Significantly, the US current account was in slight surplus during the big tax cuts of 1964 and 1981—in sharp contrast to today’s deficit of 2.6% of GDP. With fiscal deficits likely to push an already-low domestic saving rate even lower—possibly back into negative territory, as was the case from 2008-11—there is a great risk of a sharply higher current-account deficit. And a bigger current-account deficit means that the already-large trade deficit will only widen further, violating one of the main tenets of Trumponomics—that making America great again requires closing the trade gap. It is at this point where the tale goes from fact to fiction. Trump and the congressional Republican majority insist that the proposed tax cuts will be self-financing, because they will spur economic growth, causing revenues to surge. This so-called supply-side argument, first advanced in support of the Reagan-era tax cuts, has been a lightning rod in US fiscal policy debates ever since. Reality has turned out quite differently than the supply-siders envisioned. Yes, the economy recovered spectacularly from a deep recession in 1981-1982. But that was due largely to an aggressive easing of monetary policy following the Federal Reserve’s successful assault on double-digit US inflation.

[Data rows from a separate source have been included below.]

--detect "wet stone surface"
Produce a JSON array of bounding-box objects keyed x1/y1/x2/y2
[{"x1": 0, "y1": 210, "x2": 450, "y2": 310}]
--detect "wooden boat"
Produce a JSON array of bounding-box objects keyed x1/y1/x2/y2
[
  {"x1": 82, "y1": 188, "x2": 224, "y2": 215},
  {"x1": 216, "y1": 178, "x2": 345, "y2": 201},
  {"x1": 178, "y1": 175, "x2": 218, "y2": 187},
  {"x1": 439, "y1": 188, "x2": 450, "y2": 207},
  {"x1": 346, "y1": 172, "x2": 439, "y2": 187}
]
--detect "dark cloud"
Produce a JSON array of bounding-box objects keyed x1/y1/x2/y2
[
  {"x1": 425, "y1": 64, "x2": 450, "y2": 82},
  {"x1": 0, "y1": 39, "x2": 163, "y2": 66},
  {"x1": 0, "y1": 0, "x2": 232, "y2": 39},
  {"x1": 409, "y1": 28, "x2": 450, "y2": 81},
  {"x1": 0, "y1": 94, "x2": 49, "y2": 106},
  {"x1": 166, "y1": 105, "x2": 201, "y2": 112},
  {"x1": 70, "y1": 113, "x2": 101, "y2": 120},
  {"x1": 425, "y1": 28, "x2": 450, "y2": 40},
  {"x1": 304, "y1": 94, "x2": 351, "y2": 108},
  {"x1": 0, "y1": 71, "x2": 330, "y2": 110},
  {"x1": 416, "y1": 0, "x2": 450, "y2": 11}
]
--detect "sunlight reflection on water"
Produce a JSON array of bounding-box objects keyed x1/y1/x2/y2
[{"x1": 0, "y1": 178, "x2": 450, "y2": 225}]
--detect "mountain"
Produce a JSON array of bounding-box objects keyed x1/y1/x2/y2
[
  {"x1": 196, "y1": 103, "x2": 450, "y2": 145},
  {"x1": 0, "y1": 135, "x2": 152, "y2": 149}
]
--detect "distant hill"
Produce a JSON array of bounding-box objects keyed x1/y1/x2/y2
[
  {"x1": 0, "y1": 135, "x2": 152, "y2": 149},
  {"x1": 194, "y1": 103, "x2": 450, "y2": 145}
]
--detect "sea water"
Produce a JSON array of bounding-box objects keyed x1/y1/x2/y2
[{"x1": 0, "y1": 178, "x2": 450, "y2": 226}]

By contrast, the fiscal nirvana long promised by the supply-siders never materialised. Far from vanishing into thin air, federal budget deficits ballooned to 3.8% of GDP during the 1980s, taking public debt from 25% of GDP in 1980 to 41% by 1990. Not only did the supply-siders’ self-funding promises go unfulfilled; they also marked the beginning of the end for America’s balance-of-payments equilibrium. From 1960 to 1982, the current account was basically in balance, with a surplus averaging 0.2% of GDP. On the heels of the budget deficits of Reaganomics and the related plunge in national saving, the current account swung sharply into deficit, averaging (-)2.4% of GDP from 1983 to 1989. And it has remained in deficit ever since (with the exception of a temporary reprieve in the first two quarters of 1991 due to external funding of the Gulf War).
Far from a recipe for greatness, the Trump fiscal gambit spells serious trouble. Lacking in saving, outsize US budget deficits point to sharp deterioration on the balance-of-payment and trade fronts. Nor will creative supply-side accounting alter that outcome. A “dynamic scoring” by the non-partisan Tax Policy Center suggests growth windfalls might prune the multi-year deficit from $1.4 trillion to $1.3 trillion over the next decade—hardly enough to finesse America’s intractable funding problem. George HW Bush said it best when he was campaigning for the Republican presidential nomination in April 1980. He rightly criticised the “voodoo economic policy” of his opponent, Ronald Reagan. For today’s saving-short US economy, déjà vu is a painful understatement of what lies ahead.